My last blog, on the projected restoration of the Martin House landscape, brought a veritable deluge of information and some well-informed disagreement with my speculation that Wright may have fired Walter Burley Griffin because he (Wright) did not like Griffin’s floricycle. The fusillade (a shot heard around the world – literally) came from Christopher Vernon, Professor of landscape design at the University of Western Australia in Perth, and he should know. Currently at work on a book on Walter Burley Griffin, Chris is the author of numerous articles on the leading American landscape architects Griffin, Jens Jensen, and Wilhelm Miller, many of whom knew or worked for Frank Lloyd Wright at various times. In Chris’s estimation Griffin designed the Martin landscape, Wright approved of the design, and it should be the basis for any restoration. He points out that Griffin left Wright’s office primarily because he won the substantial commission to design the landscape for what is now Northern Illinois University at Dekalb in 1906.  Griffin was outgrowing his role in Wright’s office just as Wright had outgrown Louis Sullivan but he remains somewhat underappreciated in the United States because he left for Australia in 1912 where he, and his talented wife, Marion Mahoney Griffin, enjoyed splendid careers before moving on to India to work.
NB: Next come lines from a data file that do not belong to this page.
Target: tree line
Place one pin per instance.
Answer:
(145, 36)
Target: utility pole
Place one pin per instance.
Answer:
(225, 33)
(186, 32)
Griffin’s Australian work begins in a Wrightian vein but is transformed in the 1920s  (see picture) into an exuberance reminiscent of Bruce Goff.  It turns out that Griffin took a substantial record of his work for Wright, including 1907 Fuermann photographs of the Martin, Barton, and Heath houses in Buffalo, a drawing of the Larkin Building, garden plans, and numerous photographs of his independent work in the United States, which now reside in the National Library of Australia. http://www.nla.gov.au/apps/cdview/?pi=nla.pic-vn3944294.
Christopher Vernon notes that Griffin returned to the United States for a visit in 1932 and made a special visit to the Martin House that he recorded photographically – additional proof that the landscape was largely his. Hopefully Christopher Vernon will also make a return visit.